We can see from the diagram that essentially the most related mistake our mannequin makes is to categorise “tree” as “three”. There are different widespread errors like classifying “go” as “no”, “up” as “off”. At 93% accuracy for 30 lessons, and contemplating the errors we are able to say that this mannequin is fairly affordable.

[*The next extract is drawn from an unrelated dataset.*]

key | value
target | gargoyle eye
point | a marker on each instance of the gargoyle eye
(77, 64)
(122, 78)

The saved mannequin occupies 25Mb of disk area, which is cheap for a desktop however will not be on small gadgets. We may practice a smaller mannequin, with fewer layers, and see how a lot the efficiency decreases.

In speech recognition duties its additionally widespread to do some type of information augmentation by mixing a background noise to the spoken audio, making it extra helpful for actual functions the place it’s widespread to produce other irrelevant sounds taking place within the atmosphere.

The full code to breed this tutorial is on the market right here.